The second primary endpoint, however, showed that 8 percent of Lemtrada patients had a sustained increase in their Expanded Disability Status Scale score vs. 11 percent of patients on Rebif, missing statistical significance. Sanofi attributed that miss to the fact that very few patients in the study had accumulated disability at the rate seen in earlier studies.

In short, Lemtrada's efficacy appears similar to that of Gilenya or Biogen Idec Inc.'s Tysabri (natalizumab), and Oppenheimer & Co. analyst Bret Holley wrote that Lemtrada could be "an immediate option in JCV antibody-positive patients or in longer-term Tysabri patients."

Tysabri has been linked to progressive multifocal leukoencephalopathy (PML), caused by the activation of the JC virus in immune-suppressed patients on the drug, and that safety concern has limited its use and required careful monitoring in patients, especially those on the drug for more than a year.

Lemtrada has had its own immune-suppressed safety worries. Five-year Phase II data showed antibody-mediated autoimmunity issues, such as a 30 percent risk of developing thyroid disorders. A small percentage of patients also developed immune thrombocytopenia.

Data from the two-year CARE-MS I study showed less than 20 percent of patients with autoimmune thyroid-related adverse event and less than 1 percent with immune thrombocytopenia, and Sanofi reported that no Lemtrada-treated patient dropped out of the study due to an adverse event.

Still, doctors consulted by Deutsche Bank analysts indicated that it might be a slow sales rampup for Lemtrada. Doctors "state they will feel comfortable once Lemtrada has been on the market for three to four years," wrote analyst Robyn Karnauskas, noting that the PML issues did not emerge for Tysabri until after that drug had hit the market.

The Phase III study also required monthly testing, "which will likely have to be implemented in real-world practice," she noted, a requirement that "downplays the annual dosing benefit" of Lemtrada.

But the biggest obstacle to Lemtrada's commercial success – and the realization of the sales-related CVRs – is the growing competition in the MS field.

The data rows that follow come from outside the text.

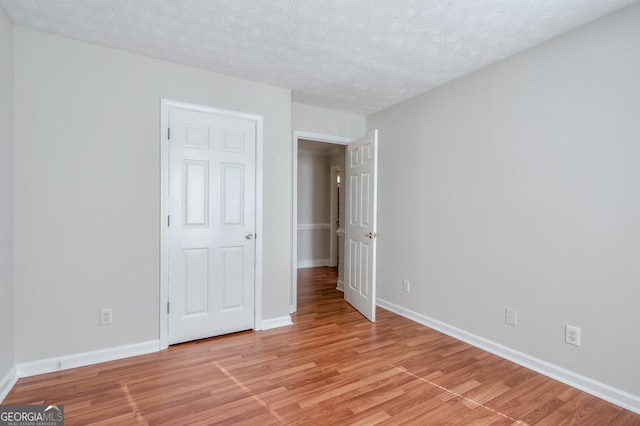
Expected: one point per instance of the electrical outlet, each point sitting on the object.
(511, 316)
(572, 335)
(106, 316)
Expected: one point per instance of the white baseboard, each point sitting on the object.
(276, 322)
(312, 263)
(65, 362)
(7, 383)
(601, 390)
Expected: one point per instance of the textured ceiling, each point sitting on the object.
(351, 55)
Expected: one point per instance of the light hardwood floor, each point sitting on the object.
(331, 367)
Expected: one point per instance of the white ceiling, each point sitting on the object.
(351, 55)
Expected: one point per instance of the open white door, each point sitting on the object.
(361, 214)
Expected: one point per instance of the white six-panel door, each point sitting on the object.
(361, 214)
(212, 164)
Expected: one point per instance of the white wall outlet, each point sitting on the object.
(572, 335)
(106, 316)
(511, 316)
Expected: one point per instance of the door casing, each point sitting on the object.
(297, 135)
(165, 106)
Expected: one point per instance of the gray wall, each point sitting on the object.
(87, 189)
(519, 185)
(7, 338)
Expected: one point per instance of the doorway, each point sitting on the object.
(315, 220)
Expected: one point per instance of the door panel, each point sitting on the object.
(212, 207)
(360, 261)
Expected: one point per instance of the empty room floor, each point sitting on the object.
(331, 367)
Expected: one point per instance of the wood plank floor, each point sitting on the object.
(331, 367)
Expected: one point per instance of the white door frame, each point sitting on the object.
(297, 135)
(333, 218)
(165, 105)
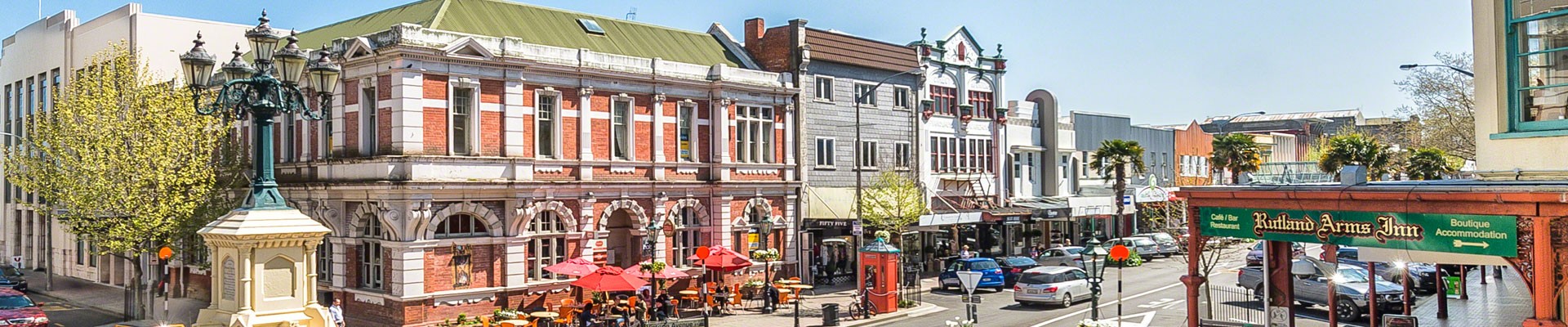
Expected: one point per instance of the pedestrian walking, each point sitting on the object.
(336, 311)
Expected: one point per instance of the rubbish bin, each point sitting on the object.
(830, 313)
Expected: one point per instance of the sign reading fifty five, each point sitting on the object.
(1454, 233)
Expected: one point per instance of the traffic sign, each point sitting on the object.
(1120, 252)
(969, 280)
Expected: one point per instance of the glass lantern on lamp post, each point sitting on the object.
(261, 92)
(1094, 257)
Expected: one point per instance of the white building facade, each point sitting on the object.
(33, 63)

First, there already are the current blockbusters: Avonex (interferon beta-1a, Biogen Idec Inc.), Betaseron (beta interferon 1b, Bayer AG), Copaxone (glatiramer acetate, Teva Pharmaceuticals Inc.), Rebif and Tysabri. And the next-generation oral MS drugs are poised to capture a share of the market, starting with Gilenya, which gained FDA approval last fall. In studies, Gilenya reduced relapses by 52 percent compared to one year of injectable interferon beta-1a. (See BioWorld Today, Sept. 23, 2010.)

Following Gilenya are Cambridge, Mass.-based Biogen's BG-12 (dimethyl fumarate), which hit its endpoint in its first Phase III study, though detailed data have not yet been released; Teva's laquinimod, which cut annualized relapse rates by 23 percent and reduced disability progression by 36 percent in its first Phase III trial; and Sanofi's own teriflunomide, which so far has shown a 31 percent reduction in relapse rates in Phase III testing.

Merck Serono's cladribine is out of the picture, after the Darmstadt, Germany-based firm decided against launching a new clinical trial to address issues raised in a March complete response letter. (See BioWorld Today, March 3, 2011.)

Further data from all potential competitors are expected later this year, but the Lemtrada data and competitive landscape clearly ha left some investors already wondering if Sanofi paid too much for Genzyme in the first place.

Shares of Sanofi (NYSE:SNY) fell $1.41 to close Monday at $38.36, though the big pharma firm also disclosed other news, including its divestiture of its dermatology unit to Mississauga, Ontario-based specialty pharma firm Valeant Pharmaceuticals International Inc. for $425 million, plus the fact that the European Medicines Agency intended to widen its review of arrhythmia drug Multaq (dronedarone) on reports of severe cardiovascular events in some patients.